Visa e Bridge Expandem Programa de Cartões com Stablecoins para Mais de 100 Países
- Por que Stablecoins Estão Ganhando Tração em Mercados Emergentes?
- Como a Visa Está Integrando Pagamentos em Blockchain?
- O Que Isso Significa para o Futuro das Finanças?
- Perguntas Frequentes
No dia 3 de março de 2026, Visa e Bridge anunciaram uma expansão ambiciosa do seu programa de cartões lastreados em stablecoins, que estará disponível em mais de 100 países até o final do ano. A Bridge, uma empresa de infraestrutura de stablecoins vinculada à Stripe, já opera em 18 países, mas agora mira mercados na Europa, Ásia-Pacífico, África e Oriente Médio. Com essa iniciativa, os titulares de cartões poderão gastar diretamente seus saldos em stablecoins em mais de 175 milhões de estabelecimentos que aceitam Visa globalmente. Plataformas como Phantom e MetaMask já utilizam a infraestrutura da Bridge para permitir que usuários usem stablecoins no dia a dia. Desenvolvedores da Bridge estão trabalhando rapidamente para implementar esses cartões Visa, marcando um passo significativo na adoção de criptomoedas no varejo.

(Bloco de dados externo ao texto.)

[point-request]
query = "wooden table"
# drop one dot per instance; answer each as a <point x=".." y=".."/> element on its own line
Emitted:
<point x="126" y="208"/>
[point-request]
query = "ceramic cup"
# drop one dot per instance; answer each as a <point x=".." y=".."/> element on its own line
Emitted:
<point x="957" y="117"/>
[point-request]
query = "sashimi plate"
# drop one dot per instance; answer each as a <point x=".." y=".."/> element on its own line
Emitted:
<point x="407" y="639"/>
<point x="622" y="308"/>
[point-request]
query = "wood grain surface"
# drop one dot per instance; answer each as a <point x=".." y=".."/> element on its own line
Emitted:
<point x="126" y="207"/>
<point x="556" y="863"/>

Por que Stablecoins Estão Ganhando Tração em Mercados Emergentes?
A expansão coincide com um aumento no uso de stablecoins, especialmente na América Latina, Ásia e África. Remessas tradicionais são frequentemente caras, lentas ou limitadas, tornando as stablecoins uma alternativa atraente. Um relatório recente, "Stablecoin Utility Report 2026", realizado pela YouGov em parceria com BVNK, Coinbase e Artemis, revelou que os pagamentos com stablecoins superam o trading em regiões emergentes. Dos 4.600 entrevistados, 60% em mercados emergentes possuem stablecoins, com a África liderando (79%). Em economias desenvolvidas, como EUA e Europa, a média de holdings é de US$ 1.000, contra US$ 85 em países em desenvolvimento. A demanda por integração com serviços financeiros tradicionais também é alta: 77% abririam uma carteira de stablecoins se oferecida por bancos ou fintechs.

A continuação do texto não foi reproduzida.